Published January 13, 2015
This is a partial transcript of "The Big Story With John Gibson," November 4, 2005, that has been edited for clarity.
JOHN GIBSON, HOST: I am joined now by Loretta Napoleoni who is the author of "Insurgent Iraq, Al-Zarqawi and the New Generation" and Ms. Napoleoni has written a book about Abu Musab al Zarqawi and his relationship with Al Qaeda. — Another important issue for Americans as we continue to follow the war in Iraq.
Ms. Napoleoni, I believe you say in your book that Zarqawi and al Qaeda were created by the Iraq War, that they didn't exist together before. I thought that Ansar al Islam, well at least Zarqawi, as based, was established in Iraq well before we invaded.

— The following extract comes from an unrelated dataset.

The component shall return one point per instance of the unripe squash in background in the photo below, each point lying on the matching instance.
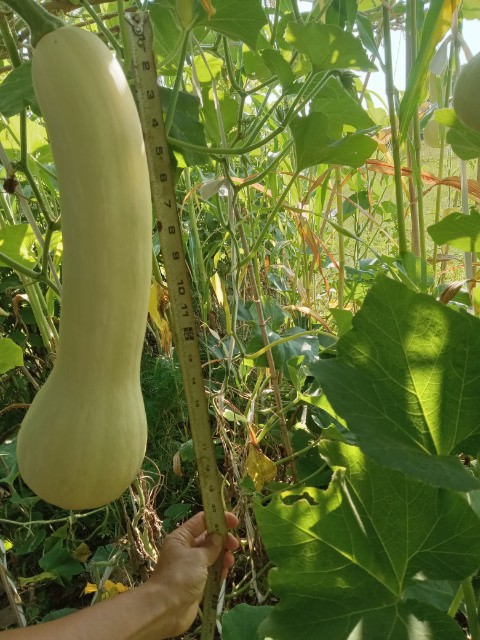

LORETTA NAPOLEONI, AUTHOR, "INSURGENT IRAQ": Zarqawi was never a member of Ansar al Islam. In fact, Ansar al Islam was created in northern Iraq in 2000, middle 2000, end of 2000. So he was never really part of it, nor was he part of Al Qaeda. He was an individual which had a small group of followers and he was backed by the Taliban and he ran a small camp in Iraq near the border with Iran between Afghanistan and Iran. He had nothing to do with Al Qaeda.
GIBSON: Well, he certainly does now, right?
NAPOLEONI: Yes, of course. Today he is the representative of Al Qaeda in Iraq. He is the emir, the prince in Iraq.
GIBSON: So, well, your point is what, exactly? That we created Zarqawi by this Iraq invasion?
NAPOLEONI: What has happened is the Kurdish Secret Service, together with the Jordanian authorities, they presented Al Zarqawi as a member of Al Qaeda to the Americans. And the Americans believed — they actually looked at the information and consider Zarqawi being the link between Usama bin Laden and Saddam Hussein. In reality, Al Zarqawi did not have such a role. But this particular situation, they are presenting him as the new leader, the new operational leader of the jihaddist movement allowing him to attract people not to not only people to join his insurgency but also funds, all of the sudden, money from the Gulf started arriving to Iraq to fund this group.
GIBSON: Yeah but I'm trying to understand your point exactly, is that we have created Zarqawi and that he would not have sprung up, he would not have been doing these things had there not been an Iraq War?
NAPOLEONI: Yes. What I'm saying is until the 5th of February, 2003, nobody had ever heard of Al Zarqawi. And this is not only in the western world, but also in the Muslim world. All of a sudden people were presented, especially within the Muslim world, with a new icon, with a new individual, which was projected as the leader of the insurgency, the future insurgency, but also the jihaddist movement. And because of that he attracted not only a lot of funds but also a lot of support.
GIBSON: All right. Loretta Napoleoni, author of "Insurgent Iraq, al Zarqawi and the New Generation." Ms. Napoleoni, thank you very much.